If you lack liquidity, the only was to expand your economy is through forcible annexation of another country’s mines, ports, natural gas fields, and heavy industry. Usually, the most valuable resource sites are far behind the front lines and heavily defended; you’ll to fight tooth-and-nail for them and simultaneously try to avoid damaging them heavily—a nice little dilemma for the general who plans your bombing missions! You COULD lose if you don’t pay close enough attention to turn-by-turn frontline events; but if you don’t constantly monitor and fine-tune your long-range strategy for economic expansion, you surely WILL lose.; so, like the historical Axis, you may be compelled to take appalling tactical risks in order to reach distant strategic objectives, without which your industrial base cannot maintain a robust rate of expansion.

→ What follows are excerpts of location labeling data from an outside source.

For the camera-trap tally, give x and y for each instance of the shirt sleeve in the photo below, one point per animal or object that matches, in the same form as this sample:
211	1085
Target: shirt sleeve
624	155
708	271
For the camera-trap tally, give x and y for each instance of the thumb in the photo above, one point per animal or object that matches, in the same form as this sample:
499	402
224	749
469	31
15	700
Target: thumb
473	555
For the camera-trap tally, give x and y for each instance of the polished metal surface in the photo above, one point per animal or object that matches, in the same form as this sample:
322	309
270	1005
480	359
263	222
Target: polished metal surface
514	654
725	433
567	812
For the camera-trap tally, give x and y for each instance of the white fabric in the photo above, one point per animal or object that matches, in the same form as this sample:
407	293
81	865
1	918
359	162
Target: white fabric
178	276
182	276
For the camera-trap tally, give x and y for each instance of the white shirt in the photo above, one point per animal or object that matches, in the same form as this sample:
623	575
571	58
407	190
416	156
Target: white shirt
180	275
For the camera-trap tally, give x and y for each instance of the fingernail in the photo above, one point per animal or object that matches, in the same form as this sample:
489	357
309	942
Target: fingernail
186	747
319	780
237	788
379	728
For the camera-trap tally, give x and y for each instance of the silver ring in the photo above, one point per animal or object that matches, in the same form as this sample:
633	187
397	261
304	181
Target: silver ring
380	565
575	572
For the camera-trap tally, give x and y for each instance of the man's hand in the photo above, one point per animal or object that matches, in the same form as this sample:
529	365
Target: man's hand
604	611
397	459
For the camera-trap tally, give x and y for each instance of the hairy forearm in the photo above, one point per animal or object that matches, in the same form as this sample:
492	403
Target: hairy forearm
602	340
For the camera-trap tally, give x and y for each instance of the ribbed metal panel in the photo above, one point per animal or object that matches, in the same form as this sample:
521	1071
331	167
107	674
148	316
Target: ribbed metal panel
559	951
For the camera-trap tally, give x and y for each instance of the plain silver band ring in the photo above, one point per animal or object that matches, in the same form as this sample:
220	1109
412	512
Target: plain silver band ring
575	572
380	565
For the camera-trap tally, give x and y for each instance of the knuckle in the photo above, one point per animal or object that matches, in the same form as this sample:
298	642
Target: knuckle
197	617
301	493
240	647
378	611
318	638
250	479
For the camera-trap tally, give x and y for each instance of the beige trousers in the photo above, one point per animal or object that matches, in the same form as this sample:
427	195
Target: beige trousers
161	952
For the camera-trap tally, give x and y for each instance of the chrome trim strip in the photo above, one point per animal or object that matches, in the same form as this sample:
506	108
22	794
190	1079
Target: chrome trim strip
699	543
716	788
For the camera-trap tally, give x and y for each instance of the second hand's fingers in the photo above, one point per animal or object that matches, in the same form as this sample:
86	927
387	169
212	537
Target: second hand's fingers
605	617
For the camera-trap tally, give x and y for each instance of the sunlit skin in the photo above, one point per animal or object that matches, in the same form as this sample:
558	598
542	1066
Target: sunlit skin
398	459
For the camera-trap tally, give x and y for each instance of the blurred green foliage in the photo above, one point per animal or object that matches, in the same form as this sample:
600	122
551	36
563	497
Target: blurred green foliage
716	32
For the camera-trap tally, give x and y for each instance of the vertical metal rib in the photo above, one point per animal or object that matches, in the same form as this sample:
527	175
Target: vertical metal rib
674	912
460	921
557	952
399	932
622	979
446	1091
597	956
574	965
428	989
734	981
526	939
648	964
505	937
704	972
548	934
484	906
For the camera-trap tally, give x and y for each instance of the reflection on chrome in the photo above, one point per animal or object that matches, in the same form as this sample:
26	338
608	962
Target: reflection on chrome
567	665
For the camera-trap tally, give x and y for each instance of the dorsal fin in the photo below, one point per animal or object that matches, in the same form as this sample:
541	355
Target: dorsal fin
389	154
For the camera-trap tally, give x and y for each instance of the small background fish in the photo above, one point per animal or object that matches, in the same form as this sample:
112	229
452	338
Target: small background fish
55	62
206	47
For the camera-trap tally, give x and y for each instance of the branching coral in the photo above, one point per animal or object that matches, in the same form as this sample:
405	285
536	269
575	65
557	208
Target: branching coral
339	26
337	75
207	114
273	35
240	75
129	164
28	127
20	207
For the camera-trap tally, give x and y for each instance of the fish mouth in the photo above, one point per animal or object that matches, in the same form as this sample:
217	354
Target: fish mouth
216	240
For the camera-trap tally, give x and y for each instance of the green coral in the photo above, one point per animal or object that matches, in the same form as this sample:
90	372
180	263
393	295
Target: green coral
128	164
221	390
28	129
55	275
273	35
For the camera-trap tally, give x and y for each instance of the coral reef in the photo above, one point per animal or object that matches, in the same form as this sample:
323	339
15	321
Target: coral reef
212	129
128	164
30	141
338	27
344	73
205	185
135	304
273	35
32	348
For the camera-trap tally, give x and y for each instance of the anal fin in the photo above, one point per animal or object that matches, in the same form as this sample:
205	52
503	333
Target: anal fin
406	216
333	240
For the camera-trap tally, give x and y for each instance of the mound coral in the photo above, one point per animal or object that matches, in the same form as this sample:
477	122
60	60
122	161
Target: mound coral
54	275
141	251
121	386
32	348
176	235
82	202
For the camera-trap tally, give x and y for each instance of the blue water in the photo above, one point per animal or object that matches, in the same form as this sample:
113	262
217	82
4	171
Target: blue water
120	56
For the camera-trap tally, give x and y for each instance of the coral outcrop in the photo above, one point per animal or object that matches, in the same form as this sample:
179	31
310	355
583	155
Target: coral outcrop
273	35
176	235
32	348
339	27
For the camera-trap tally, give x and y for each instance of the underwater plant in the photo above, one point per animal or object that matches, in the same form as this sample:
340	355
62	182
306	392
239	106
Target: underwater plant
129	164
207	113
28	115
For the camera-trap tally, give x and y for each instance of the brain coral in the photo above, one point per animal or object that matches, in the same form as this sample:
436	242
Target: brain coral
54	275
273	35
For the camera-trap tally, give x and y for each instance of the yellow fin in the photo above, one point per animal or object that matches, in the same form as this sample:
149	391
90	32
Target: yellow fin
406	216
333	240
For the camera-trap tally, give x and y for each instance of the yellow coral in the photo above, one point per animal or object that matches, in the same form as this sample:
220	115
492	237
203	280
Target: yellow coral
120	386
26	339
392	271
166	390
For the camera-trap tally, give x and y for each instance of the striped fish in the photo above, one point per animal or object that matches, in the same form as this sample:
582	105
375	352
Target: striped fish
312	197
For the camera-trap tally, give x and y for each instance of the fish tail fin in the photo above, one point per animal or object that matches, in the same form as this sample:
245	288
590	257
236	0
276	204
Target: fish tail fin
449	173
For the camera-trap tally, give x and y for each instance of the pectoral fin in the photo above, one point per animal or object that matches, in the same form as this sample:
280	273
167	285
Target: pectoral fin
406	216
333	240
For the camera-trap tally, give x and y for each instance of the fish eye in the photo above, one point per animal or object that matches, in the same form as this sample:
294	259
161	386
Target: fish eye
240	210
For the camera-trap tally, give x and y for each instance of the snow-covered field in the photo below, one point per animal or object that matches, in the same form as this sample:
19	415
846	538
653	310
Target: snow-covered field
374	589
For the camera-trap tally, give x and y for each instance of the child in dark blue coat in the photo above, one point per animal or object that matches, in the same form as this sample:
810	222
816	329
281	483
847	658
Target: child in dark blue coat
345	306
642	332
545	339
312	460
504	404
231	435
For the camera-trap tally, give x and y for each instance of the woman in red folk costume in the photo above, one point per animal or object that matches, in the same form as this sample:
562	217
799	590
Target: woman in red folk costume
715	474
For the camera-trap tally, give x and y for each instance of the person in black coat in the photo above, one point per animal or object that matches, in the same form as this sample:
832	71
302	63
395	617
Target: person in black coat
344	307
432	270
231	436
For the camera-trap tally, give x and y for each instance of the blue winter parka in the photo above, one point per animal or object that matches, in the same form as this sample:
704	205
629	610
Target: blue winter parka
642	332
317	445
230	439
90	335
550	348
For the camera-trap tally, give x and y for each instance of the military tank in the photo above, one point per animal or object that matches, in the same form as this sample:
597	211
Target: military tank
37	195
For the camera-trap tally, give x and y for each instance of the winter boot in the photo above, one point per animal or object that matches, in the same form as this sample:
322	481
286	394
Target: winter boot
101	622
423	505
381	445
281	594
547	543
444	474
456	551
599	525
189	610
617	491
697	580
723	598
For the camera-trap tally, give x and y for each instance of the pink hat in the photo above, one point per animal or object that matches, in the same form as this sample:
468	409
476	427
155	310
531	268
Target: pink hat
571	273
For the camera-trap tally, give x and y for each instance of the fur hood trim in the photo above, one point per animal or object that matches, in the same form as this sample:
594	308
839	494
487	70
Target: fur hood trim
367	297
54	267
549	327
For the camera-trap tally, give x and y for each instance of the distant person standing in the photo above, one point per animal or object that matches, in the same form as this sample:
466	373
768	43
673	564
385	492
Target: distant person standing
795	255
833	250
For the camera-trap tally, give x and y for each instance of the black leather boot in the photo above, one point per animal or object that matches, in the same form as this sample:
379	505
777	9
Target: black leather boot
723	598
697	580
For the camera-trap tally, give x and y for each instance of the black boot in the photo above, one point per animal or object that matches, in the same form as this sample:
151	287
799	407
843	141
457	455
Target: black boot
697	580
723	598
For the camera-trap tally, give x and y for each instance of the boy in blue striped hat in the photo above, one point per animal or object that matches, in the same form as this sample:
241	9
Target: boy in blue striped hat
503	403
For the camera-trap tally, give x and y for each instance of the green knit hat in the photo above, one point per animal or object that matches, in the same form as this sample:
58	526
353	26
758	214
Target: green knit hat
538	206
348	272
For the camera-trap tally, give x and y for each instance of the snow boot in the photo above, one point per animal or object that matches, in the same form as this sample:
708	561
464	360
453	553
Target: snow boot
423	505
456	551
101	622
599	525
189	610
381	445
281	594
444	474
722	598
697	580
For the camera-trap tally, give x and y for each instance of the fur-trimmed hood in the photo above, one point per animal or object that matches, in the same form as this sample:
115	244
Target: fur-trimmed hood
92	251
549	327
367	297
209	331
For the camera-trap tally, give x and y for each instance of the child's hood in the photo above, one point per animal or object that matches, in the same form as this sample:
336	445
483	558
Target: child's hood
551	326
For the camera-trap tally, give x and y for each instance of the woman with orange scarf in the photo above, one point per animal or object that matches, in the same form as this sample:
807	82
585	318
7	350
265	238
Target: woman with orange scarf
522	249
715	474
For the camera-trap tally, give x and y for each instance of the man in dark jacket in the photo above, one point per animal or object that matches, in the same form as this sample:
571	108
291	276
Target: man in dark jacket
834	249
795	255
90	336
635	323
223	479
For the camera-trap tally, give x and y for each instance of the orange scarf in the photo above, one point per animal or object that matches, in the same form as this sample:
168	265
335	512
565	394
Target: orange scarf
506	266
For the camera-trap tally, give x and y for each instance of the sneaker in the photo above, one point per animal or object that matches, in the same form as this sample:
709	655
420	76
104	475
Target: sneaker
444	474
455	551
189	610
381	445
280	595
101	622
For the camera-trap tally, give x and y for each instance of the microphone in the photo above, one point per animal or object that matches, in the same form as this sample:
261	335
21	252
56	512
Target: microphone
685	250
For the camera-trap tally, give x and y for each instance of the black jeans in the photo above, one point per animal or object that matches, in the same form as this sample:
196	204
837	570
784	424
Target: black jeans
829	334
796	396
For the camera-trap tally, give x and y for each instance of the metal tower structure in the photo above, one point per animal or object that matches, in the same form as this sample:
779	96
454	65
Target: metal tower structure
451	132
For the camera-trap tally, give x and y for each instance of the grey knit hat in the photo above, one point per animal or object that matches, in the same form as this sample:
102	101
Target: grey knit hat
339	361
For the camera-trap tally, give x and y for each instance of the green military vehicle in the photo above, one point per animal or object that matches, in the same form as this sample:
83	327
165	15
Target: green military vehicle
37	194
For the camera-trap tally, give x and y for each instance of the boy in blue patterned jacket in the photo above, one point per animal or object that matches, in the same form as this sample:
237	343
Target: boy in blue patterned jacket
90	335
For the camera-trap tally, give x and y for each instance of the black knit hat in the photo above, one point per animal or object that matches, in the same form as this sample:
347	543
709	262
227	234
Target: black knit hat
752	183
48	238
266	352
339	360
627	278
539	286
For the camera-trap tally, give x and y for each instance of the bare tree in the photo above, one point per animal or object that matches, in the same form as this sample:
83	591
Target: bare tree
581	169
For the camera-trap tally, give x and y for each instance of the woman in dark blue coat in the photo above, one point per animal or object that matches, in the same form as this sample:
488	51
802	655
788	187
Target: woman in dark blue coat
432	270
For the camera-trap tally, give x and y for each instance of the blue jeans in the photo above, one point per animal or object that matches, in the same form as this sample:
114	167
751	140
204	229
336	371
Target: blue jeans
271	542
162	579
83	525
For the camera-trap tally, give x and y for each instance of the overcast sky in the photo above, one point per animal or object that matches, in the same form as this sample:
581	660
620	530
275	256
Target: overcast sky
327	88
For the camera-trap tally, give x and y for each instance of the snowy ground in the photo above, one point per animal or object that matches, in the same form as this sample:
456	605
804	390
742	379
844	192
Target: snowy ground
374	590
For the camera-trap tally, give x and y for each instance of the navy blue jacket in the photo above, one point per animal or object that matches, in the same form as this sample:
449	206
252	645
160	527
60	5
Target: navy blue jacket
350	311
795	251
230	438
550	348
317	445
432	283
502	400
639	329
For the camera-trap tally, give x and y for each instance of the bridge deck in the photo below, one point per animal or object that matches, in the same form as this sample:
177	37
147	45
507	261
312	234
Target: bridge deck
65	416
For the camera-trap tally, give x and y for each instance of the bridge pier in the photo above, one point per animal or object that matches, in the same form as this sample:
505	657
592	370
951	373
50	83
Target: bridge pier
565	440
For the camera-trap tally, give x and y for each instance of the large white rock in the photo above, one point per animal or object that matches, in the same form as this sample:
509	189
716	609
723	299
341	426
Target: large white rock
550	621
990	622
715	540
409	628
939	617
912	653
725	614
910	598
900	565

The game does provide you with a “softer” alternative to brute conquest. If you’re not strong enough to tear a passageway through to those distant oil fields, you can make strategic bombers your highest weapons priority and launch a grinding air campaign of attrition that will probably cost you hundreds of planes but will eventually whittle-down the enemy’s vital resources. That’s an option certain generals advised Hitler to consider for the Eastern Front, but the Fuhrer thought Stukas were sexier than big, lumbering high-altitude bombers, so virtually none of the potentially very lethal big bombers on the drawing boards ever got beyond a prototype or two. This prejudice in favor of tactical dive-bombers is generally considered one of the worst technological mistakes made by the Germans, and if you elect to command that faction, you’d be well advised not to repeat the same blunder.

But the need for amassing more and more PPs becomes such an obsession, in some games, that it can lead to irrational decisions even when you know perfectly well that they ARE irrational! In one campaign, playing as the Axis commander, I got so exasperated by my economic dependence on imported Swedish iron ore that I finally decided to invade the bloody country, even if that meant heavy losses and a long delay in the executing of much more vital operations far away from Scandinavia. So I did; and the Swedes fought back hard. I’d envisioned a six-turn campaign, and it ultimately lasted thirteen turns, for a while sucking up resources and units at an appalling rate.

I didn’t feel quite so foolish after the dust settled and I saw that, by bloodily annexing this great Swedish land-mass off to the east, I had also made the conquest of Norway infinitely easier and cheaper than it would have been from a seaborne invasion.